I know that my ISP periodically scans for malware, and creates a text file in a folder on my account's server listing all of the issues it discovered during the scan. I quickly fired up my trusty FTP client, navigated to my server, and looked for the file in the file system. Nope, nothing there.
Both sites he mentioned are WordPress sites, and I know that I have malware tools running on both of them, I logged into the WordPress admin for each site and checked scan results for both. Nothing there either.
I finally made it home for a couple of days and called Justin McCulloch at SiteLock. He wasn't in, so I left a voicemail message for him and he quickly called back. When I asked him about the “serious issues” on my accounts, he began explaining to me how SiteLock worked. I interrupted him and told him that as a professional software developer and a SiteLock customer, I knew how they work and what they do.
He then started explaining to me that the scanner that FatCow offers only scans a certain number of pages of a site, and since my site was 'larger' than the number of pages they were scanning, many of my pages were not being scanned.
This is the “serious issues” he's been pestering me about?
I've already told you that the sites in question, the ones with “serious issues” are WordPress sites. I know their scanner scans the WordPress files looking for malware, so it doesn't matter how many 'pages' my site has, if they've scanned the code, they've scanned most everything. Everything else is just data in a database.
One of the sites with “serious issues” is a simple blog accessed by just a few people. I'm the only one who has admin access to the site, and I haven't updated the site in a really long time, I knew that it didn't matter how many pages I had, the full site had been scanned by SiteLock.
The other site with “serious issues” is a site I just created for a local fundraiser. I'd done nothing except install WordPress, so the site has no pages, no posts, no plugins, nothing. No risk there either.
So, all this stress and concern over the “serious issues” with the site was nothing more than an opportunity for Justin McCulloch at SiteLock to try to sell me additional services.
I explained to Justin McCulloch from SiteLock that I was a technical guy who understood the risk, and that I didn't need additional services from SiteLock. He continued to press, even trying to tell me that if I didn't address these “serious issues” now, it would be much more expensive to fix them later. There were no “serious issues” my sites don't have any malware. As I tried to explain this to him (probably rather impolitely) he reacted by hanging up on me.

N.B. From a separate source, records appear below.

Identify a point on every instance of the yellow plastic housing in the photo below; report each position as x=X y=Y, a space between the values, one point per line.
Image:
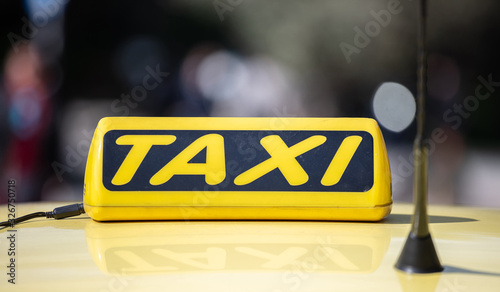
x=163 y=168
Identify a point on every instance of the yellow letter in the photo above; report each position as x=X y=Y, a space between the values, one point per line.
x=214 y=169
x=283 y=158
x=341 y=160
x=140 y=147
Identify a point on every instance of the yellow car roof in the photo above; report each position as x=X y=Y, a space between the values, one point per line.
x=84 y=255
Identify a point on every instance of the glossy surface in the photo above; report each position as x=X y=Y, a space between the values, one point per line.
x=85 y=255
x=155 y=168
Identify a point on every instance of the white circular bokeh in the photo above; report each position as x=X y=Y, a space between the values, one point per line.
x=394 y=106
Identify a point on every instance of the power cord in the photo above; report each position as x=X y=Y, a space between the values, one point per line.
x=58 y=213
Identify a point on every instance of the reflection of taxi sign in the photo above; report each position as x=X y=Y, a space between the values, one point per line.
x=237 y=168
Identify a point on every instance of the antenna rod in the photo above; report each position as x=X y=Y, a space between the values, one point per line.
x=419 y=254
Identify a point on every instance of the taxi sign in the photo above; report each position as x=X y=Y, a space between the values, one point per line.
x=237 y=168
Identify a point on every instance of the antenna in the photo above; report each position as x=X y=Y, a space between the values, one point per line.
x=419 y=254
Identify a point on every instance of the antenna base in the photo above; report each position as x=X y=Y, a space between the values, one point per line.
x=419 y=256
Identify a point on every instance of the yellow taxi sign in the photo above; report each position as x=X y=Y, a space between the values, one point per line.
x=237 y=168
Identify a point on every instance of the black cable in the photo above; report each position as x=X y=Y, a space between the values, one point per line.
x=57 y=213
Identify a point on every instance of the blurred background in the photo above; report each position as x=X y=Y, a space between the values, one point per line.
x=64 y=64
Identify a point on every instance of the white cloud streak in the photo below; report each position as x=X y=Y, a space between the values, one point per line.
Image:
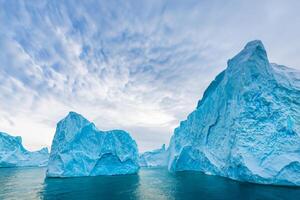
x=134 y=65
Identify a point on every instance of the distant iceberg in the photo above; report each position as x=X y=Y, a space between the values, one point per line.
x=155 y=158
x=13 y=154
x=80 y=149
x=247 y=125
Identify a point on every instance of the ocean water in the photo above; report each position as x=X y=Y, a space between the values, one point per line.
x=156 y=183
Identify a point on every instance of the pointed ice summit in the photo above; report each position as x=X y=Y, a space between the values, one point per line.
x=13 y=154
x=247 y=125
x=80 y=149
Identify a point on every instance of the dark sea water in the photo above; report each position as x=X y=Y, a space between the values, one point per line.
x=30 y=183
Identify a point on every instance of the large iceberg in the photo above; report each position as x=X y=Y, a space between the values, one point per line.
x=80 y=149
x=13 y=154
x=155 y=158
x=246 y=126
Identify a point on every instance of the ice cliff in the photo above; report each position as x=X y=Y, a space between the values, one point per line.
x=155 y=158
x=13 y=154
x=246 y=126
x=80 y=149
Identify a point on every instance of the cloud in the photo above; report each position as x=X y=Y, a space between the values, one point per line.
x=137 y=65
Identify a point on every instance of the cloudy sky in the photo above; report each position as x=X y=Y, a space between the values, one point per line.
x=137 y=65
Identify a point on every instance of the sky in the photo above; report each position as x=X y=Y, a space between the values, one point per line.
x=135 y=65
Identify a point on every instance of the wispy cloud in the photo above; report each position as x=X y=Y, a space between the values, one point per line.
x=136 y=65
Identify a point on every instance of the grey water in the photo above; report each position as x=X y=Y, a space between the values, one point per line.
x=155 y=183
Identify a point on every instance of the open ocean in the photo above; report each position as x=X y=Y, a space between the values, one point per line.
x=155 y=183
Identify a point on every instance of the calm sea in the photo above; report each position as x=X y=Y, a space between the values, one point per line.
x=30 y=183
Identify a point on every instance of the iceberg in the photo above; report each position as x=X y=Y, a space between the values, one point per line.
x=13 y=154
x=246 y=126
x=155 y=158
x=80 y=149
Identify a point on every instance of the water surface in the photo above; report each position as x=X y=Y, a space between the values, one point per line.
x=30 y=183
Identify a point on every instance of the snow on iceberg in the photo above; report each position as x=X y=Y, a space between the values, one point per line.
x=13 y=154
x=246 y=126
x=155 y=158
x=80 y=149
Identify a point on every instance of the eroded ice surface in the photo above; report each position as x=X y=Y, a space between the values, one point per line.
x=80 y=149
x=13 y=154
x=155 y=158
x=246 y=126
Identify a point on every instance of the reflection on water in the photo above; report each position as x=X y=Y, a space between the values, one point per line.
x=30 y=183
x=108 y=187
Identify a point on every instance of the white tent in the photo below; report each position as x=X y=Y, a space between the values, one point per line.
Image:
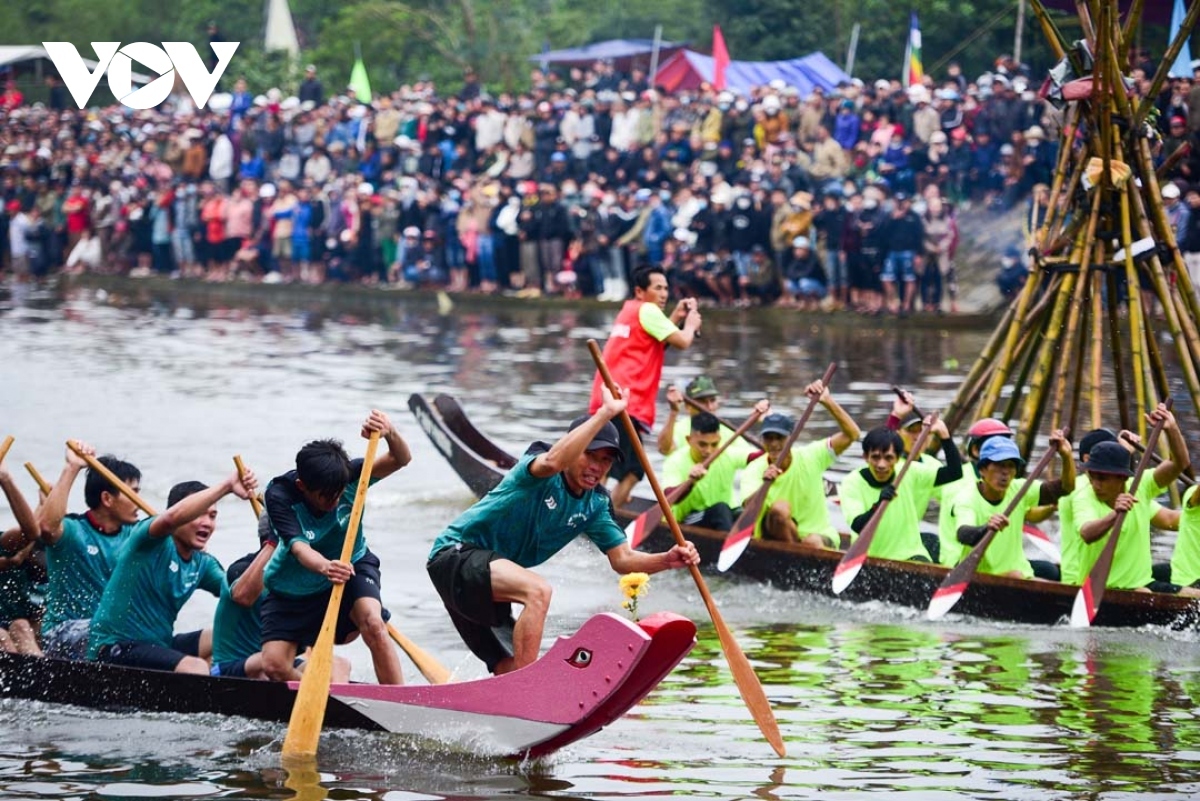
x=281 y=31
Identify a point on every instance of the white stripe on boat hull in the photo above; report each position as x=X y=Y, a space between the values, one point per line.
x=497 y=734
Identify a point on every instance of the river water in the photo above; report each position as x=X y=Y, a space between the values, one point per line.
x=873 y=702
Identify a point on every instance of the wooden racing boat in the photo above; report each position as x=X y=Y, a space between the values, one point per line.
x=583 y=682
x=481 y=464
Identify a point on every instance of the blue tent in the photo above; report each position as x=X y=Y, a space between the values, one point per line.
x=689 y=70
x=624 y=53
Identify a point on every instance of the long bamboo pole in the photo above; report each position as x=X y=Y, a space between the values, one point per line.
x=1038 y=384
x=1096 y=393
x=1134 y=306
x=1001 y=372
x=1074 y=312
x=1116 y=350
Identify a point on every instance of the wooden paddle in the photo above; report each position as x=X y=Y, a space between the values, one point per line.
x=111 y=477
x=649 y=519
x=742 y=533
x=856 y=555
x=1091 y=594
x=1156 y=459
x=747 y=435
x=739 y=666
x=312 y=697
x=43 y=486
x=955 y=583
x=256 y=503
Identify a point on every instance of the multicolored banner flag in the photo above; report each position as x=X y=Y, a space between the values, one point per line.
x=1182 y=66
x=720 y=58
x=913 y=72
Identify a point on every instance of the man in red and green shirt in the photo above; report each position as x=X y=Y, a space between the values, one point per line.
x=634 y=354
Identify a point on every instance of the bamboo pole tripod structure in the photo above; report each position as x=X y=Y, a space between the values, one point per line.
x=1108 y=314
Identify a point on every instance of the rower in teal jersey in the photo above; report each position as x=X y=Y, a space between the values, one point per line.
x=238 y=622
x=159 y=568
x=81 y=549
x=17 y=608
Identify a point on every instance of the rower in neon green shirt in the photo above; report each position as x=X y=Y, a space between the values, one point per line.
x=796 y=509
x=899 y=534
x=703 y=392
x=1109 y=475
x=979 y=509
x=951 y=550
x=711 y=500
x=1186 y=556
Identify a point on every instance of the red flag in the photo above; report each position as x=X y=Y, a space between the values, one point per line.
x=720 y=59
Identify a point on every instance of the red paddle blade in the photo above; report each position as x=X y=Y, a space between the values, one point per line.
x=846 y=572
x=943 y=600
x=733 y=547
x=1083 y=613
x=1042 y=541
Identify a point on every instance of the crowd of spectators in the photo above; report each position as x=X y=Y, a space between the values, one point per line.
x=845 y=198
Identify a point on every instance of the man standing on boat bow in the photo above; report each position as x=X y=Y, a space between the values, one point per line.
x=480 y=564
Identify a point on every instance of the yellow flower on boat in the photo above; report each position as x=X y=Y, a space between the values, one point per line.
x=634 y=585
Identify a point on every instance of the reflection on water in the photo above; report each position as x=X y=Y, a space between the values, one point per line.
x=873 y=702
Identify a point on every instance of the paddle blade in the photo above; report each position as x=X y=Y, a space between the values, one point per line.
x=847 y=571
x=430 y=668
x=733 y=547
x=1042 y=541
x=1083 y=613
x=943 y=600
x=312 y=697
x=748 y=681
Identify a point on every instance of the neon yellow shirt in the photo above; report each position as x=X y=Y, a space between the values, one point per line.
x=802 y=486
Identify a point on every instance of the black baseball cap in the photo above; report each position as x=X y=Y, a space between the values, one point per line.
x=605 y=439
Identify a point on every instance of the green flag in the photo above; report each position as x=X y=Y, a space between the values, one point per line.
x=359 y=80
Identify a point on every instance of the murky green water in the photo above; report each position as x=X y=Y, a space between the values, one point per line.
x=873 y=700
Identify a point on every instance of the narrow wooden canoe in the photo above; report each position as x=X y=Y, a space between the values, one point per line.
x=583 y=682
x=799 y=567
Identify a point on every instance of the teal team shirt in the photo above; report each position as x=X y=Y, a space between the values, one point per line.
x=150 y=585
x=237 y=630
x=79 y=565
x=528 y=519
x=293 y=521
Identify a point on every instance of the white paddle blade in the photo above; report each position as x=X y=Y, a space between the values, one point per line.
x=1042 y=542
x=845 y=573
x=1081 y=613
x=733 y=547
x=942 y=602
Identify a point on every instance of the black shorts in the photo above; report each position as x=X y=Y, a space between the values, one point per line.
x=237 y=668
x=149 y=656
x=629 y=464
x=462 y=576
x=298 y=620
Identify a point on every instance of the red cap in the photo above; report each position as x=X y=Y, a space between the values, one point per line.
x=989 y=427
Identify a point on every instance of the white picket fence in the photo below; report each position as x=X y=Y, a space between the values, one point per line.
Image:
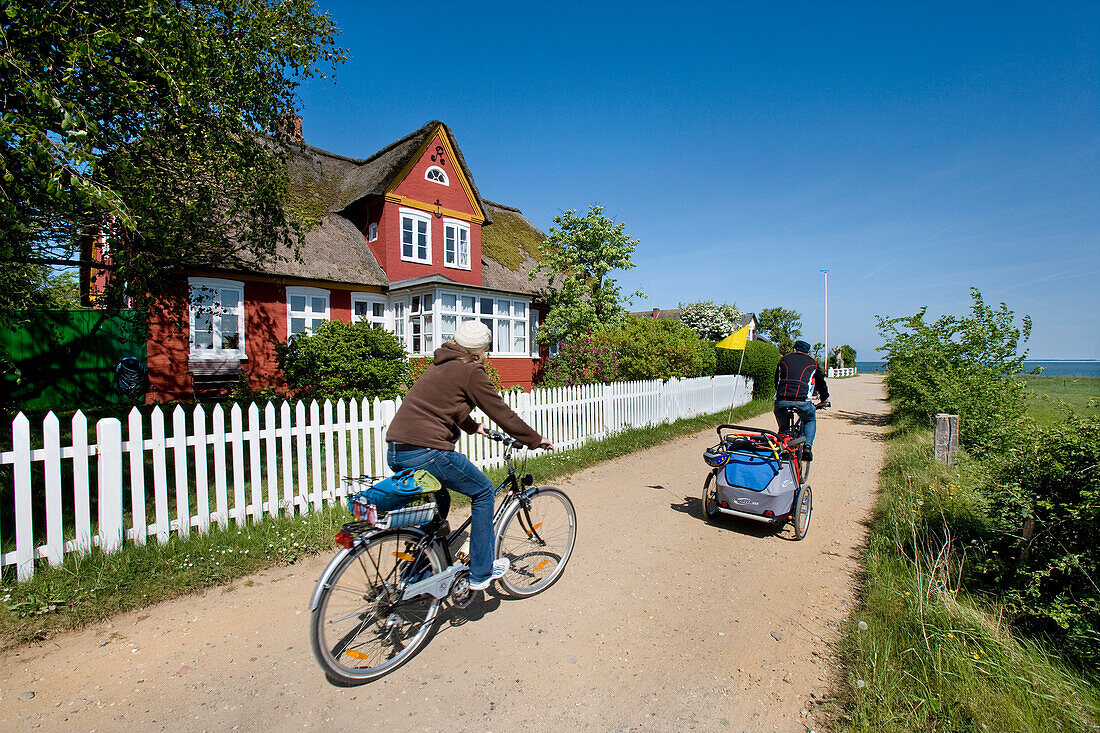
x=268 y=460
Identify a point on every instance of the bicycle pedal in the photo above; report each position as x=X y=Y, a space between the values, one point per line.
x=461 y=595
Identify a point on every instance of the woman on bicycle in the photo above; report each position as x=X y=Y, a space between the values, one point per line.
x=424 y=433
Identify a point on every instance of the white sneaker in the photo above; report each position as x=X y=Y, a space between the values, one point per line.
x=499 y=567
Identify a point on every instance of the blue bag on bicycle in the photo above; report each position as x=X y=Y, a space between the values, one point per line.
x=397 y=491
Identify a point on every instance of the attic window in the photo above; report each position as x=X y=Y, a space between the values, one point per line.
x=437 y=174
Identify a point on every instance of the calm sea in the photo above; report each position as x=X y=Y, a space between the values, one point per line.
x=1049 y=368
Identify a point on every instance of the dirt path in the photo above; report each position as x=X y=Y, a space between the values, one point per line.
x=661 y=623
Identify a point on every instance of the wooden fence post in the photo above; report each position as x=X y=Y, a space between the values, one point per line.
x=109 y=447
x=947 y=438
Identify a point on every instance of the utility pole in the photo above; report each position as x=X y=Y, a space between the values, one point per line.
x=825 y=271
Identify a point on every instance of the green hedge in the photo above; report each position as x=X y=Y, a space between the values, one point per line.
x=760 y=361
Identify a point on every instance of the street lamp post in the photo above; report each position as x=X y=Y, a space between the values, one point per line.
x=825 y=271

I quickly looked up the main phone number for SiteLock and gave them a call. I was able to connect with a customer service manager and tell my story. Obviously this isn't SiteLock's normal operating procedure, I assume there are many SiteLock employees who wouldn't consider lying to customers in order to get more business from them, I just happened to get one who didn't mind lying about “serious issues” with my site in order to scare me into buying more services.
I'm considering cancelling my SiteLock services. This experience didn't help, but I also had a very long period where my primary site (this one) was regularly hacked and SiteLock wasn't able to do anything about it. SiteLock has a product I could buy that probably would have blocked many of the hacks I experienced, but as a lone developer writing about his projects, I can't afford the $600 or o per year I'd have to pay for their more robust scanner and firewall. I was able to finally lock down my site to block the hacks, so I'm OK.